The adoption of those new sets of rules was essentially driven by the intention of the Swiss Legislator to bring the country up to the European MiFID standards (Markets in Financial Instruments Directive (2004/39/EC), applicable across the European Union since November 2007).

The organisations that will be submitted to the new obligations under FINLA are those offering financial advice and/or products, with the notable exception of insurance companies bound by the Insurance Surveillance Act (Loi sur la Surveillance des Assurances – LSA). Those which will be submitted to the FINSA are those who professionally run an activity as asset managers, fund managers, trustees and instruments traders. Obviously, some organisations will be bound by both laws, while other (trustees notably, who usually do not offer financial and investment advice and services).

FINLA and FINSA will enter into force on 1 January 2020. From that date on, the rules of FINSA will fully apply and those of FINLA will apply to any new organisation created after that date. As for the organisations already created, they will need to announce that they intend to apply for registration under a supervisory body approved by FINMA, by or before 30 June 2020, and will need to comply with the organisational rules set forth in the FINLA by or before 31 December 2022.

The supervisory bodies, amongst which SO-FIT (being the largest incidentally), are presently preparing their submission for authorisation to FINMA. The deadline for filing their submissions has been set for 31 March 2020, and FINMA will need to confirm approval before 30 June 2020.

What does SOWT SO-FIT hope to be the main consequences of this new regulatory regime in terms of Switzerland's competitiveness as a financial centre, revenues, new business, differentiation from other financial centres, etc?
The financial sector in Switzerland needed to move quickly to the level playing field standards set forth within the MiFID regulation.
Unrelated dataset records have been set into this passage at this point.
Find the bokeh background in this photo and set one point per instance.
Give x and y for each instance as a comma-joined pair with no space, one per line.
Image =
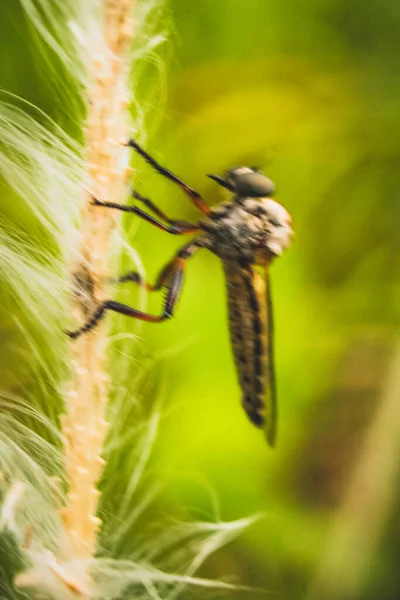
308,91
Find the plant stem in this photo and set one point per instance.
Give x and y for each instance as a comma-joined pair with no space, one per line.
84,425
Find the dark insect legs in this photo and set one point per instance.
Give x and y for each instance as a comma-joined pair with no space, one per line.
171,276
The FINLA and the FINSA were intended for that purpose.

SO-FIT believes that the reinforcement of the protection of consumers, together with new and increased guaranties of financial solidity, knowledgeability and professionalism of organisations offering financial services or otherwise acting as financial intermediaries, will help maintain the solid reputation of the Swiss financial industry.

While there is a risk of consolidation amongst the actors concerned, this will also create new opportunities to welcome clients seeking larger advisory firms and solidly implemented organisations.

Switzerland has been known for the quality of its services and its reputation remains. But there is no doubt that the reinforcement of the rules protecting consumers and guaranties of the solidity of its financial service providers is a must in a world of increased competition and globalisation.